ゲッターチーム…同じ種「人間」である彼らは、自分たち「ハ虫人」がエルレーンに対して抱く悪意を持ち得なかった。
例え、始めのうちは「恐竜帝国のパイロット」であるエルレーンに敵愾心を燃やしていたとしても…それは、「ハ虫人」が彼女に取った一貫した差別的な態度とは、性質が違う。
汚らわしき存在たるエルレーンを徹底的に無視し、関わろうとしない「ハ虫人」とは…
だが、ゲッターチームは違った。
エルレーンは、地上に出てからというもの、自分からたびたび彼らに会いにいっていたようだ…
そのエルレーンに対し、最初彼らはもちろん不審がっただろうし、不快に思ったかもしれない。
しかし、少なくとも、見て見ぬふりをし、完全に拒絶することはしなかった。
…そして、彼らは「名前」を呼んだ。「エルレーン」という、彼女の「名前」を…
そこにこそ、エルレーンはかすかな光明を見出したに違いない…「ハ虫人」とは違う、「人間」というイキモノに対する。

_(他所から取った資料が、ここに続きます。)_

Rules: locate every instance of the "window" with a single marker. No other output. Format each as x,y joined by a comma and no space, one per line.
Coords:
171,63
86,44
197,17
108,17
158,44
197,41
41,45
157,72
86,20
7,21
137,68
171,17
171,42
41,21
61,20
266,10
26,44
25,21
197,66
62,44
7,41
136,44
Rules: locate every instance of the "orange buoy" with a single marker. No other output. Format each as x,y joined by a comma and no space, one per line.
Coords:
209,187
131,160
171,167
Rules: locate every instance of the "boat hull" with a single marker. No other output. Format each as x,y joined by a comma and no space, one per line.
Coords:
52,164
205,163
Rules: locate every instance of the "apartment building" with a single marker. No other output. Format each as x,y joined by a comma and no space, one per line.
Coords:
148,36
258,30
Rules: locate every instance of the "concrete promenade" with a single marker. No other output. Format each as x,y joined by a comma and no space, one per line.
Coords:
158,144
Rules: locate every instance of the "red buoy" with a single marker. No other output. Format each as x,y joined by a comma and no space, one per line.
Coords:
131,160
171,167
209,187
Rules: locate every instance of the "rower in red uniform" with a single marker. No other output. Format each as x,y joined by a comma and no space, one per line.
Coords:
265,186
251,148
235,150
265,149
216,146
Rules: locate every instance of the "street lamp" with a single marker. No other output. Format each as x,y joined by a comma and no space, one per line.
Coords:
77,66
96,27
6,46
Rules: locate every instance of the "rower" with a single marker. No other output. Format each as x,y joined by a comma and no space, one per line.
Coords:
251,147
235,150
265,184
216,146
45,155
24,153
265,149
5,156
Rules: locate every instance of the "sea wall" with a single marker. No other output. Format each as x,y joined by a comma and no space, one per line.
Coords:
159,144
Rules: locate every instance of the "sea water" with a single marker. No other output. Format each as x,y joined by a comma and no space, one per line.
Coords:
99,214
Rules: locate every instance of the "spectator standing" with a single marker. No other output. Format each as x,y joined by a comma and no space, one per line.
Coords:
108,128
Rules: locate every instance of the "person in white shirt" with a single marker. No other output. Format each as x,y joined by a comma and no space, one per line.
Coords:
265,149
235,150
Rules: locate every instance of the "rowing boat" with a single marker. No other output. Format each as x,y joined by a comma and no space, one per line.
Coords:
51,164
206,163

やがて、彼らの敵意の炎は、少しずつ少しずつ消され、最後には燻りすらせず消滅してしまった。
それを消したのは、おそらくは…エルレーン自身。
あどけない笑顔、無邪気で幼い子どものような、彼女の笑う顔…
その笑顔が彼らの警戒心を溶かし、こころを変えてしまった…
ちょうど、自分やエルレーンがそうであったように。
「炎ジュン」の瞳には、今、ゲッターチームの面々が映っている。
流竜馬が、笑っている。
神隼人が、笑っている。
車弁慶が、笑っている。
そして、彼らに囲まれ、エルレーンも笑っている…
(そうだ…笑っていろ、エルレーン)
「仲間」に囲まれ、笑っているエルレーン。
その笑顔は今も昔も変わらず、見る者のこころを惹きつけている…
(私も…お前の笑ってくれる顔が好きだよ…)
あの時何故自分はそう言ってやらなかったのか、今さら彼女はそれを悔やんだ。